The extent to which the bill, with its apparent focus on data processing in the corporate sphere, appears to be oblivious to the possible social implications of its text is truly breathtaking.

Conceptual Concerns

Section 4(3)(a) of the bill specifies that data processing must be automated for the proposed act to apply to it — the bill does not contemplate hybrid processing with the active involvement of a human being.
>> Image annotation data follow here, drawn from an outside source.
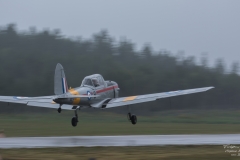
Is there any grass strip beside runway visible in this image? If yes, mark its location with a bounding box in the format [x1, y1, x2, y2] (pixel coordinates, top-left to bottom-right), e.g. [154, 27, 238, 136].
[0, 146, 237, 160]
[0, 111, 240, 137]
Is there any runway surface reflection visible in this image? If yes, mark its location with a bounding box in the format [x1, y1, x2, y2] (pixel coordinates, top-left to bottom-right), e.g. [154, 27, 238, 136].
[0, 134, 240, 148]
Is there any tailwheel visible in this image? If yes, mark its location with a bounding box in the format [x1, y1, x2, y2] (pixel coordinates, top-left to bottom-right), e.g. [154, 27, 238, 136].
[58, 107, 62, 113]
[72, 117, 78, 127]
[127, 112, 132, 121]
[131, 114, 137, 125]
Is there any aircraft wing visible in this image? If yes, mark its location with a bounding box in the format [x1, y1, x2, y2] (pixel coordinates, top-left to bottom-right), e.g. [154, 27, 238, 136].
[0, 96, 72, 110]
[103, 87, 214, 108]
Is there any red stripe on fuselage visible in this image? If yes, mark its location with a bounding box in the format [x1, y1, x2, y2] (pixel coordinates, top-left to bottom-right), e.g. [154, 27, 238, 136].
[96, 85, 118, 93]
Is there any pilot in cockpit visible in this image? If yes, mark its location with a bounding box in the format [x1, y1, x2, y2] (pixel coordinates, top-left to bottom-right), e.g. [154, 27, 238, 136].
[92, 78, 99, 87]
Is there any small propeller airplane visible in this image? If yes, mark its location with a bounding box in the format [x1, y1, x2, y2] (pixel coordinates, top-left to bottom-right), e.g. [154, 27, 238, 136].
[0, 63, 214, 127]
So, presumably, to escape having the proposed act apply, if the bill is passed in its current form, all that would need to be done is to ensure that data processing was not entirely automated.

The most startling feature of the bill, however, appears in Section 3 which states that 'unless the context otherwise requires, a reference to “provisions of this Act” shall be read as including a reference to Rules made under this Act'. Much of the detail which would be required to turn the bill into an implementable statute has been left to subordinate legislation, and this Section could potentially, though one hopes improbably, do away with the traditional hierarchy which requires subordinate legislation to conform to the letter of its parent statute in order to be valid. It appears to treat them at par without a single word about how inconsistencies between the rules and the statute are to be addressed, or why it has been deemed necessary to effectively seem to place subordinate legislation which, for all practical purposes, can come into being by bureaucratic fiat at par with legislation that wends its way through parliament via consultation and debate.

A Domino Effect

Unsurprisingly, the issues in the bill go far beyond the bill resting on a shaky foundation — they seep into other areas of law too. For example, personal data is a subset of data which, Section 2(4) defines to mean 'a representation of information, facts, concepts, opinions or instructions in a manner suitable for communication, interpretation or processing by humans or by automated means'.

Section 8(7) states: 'A Data Principal is deemed to have given consent to the processing of her personal data if such processing is necessary …. for the purposes related to employment, including prevention of corporate espionage, maintenance of confidentiality of trade secrets, intellectual property, classified information, recruitment, termination of employment, provision of any service or benefit sought by a Data Principal who is an employee, verification of attendance and assessment of performance.'

Read in the context of the scheme of the proposed statute, it could be argued that the provisions defining data, personal data, and deemed consent could effectively allow data mining of works protected by copyright thereby setting up legislation which, against the scheme of the 1957 Indian Copyright Act, sets up a parallel statutory mechanism which flirts with copyright concerns. Somehow, it doesn't appear that the Digital Personal Data Protection Bill was drafted with the intention of achieving such an outcome.

Deemed consent itself is a concept that, as it currently stands in the bill, is challenging to justify. For example, 'public interest' as contemplated by Section 8(8) which deals with it, and the definition of the term in Section 2(18), somehow suggest that mergers, amongst other overwhelmingly corporate acts, are tied to public interest. The bill does not explain why or how this is the case.

If there was ever a bill crying out for a line edit, this is it. One can only hope, for all our sakes, that the 2022 Digital Personal Data Protection Bill receives careful consideration: its heart appears to be in the right place. Much of the remainder of its content, sadly, seems to be misplaced at the moment.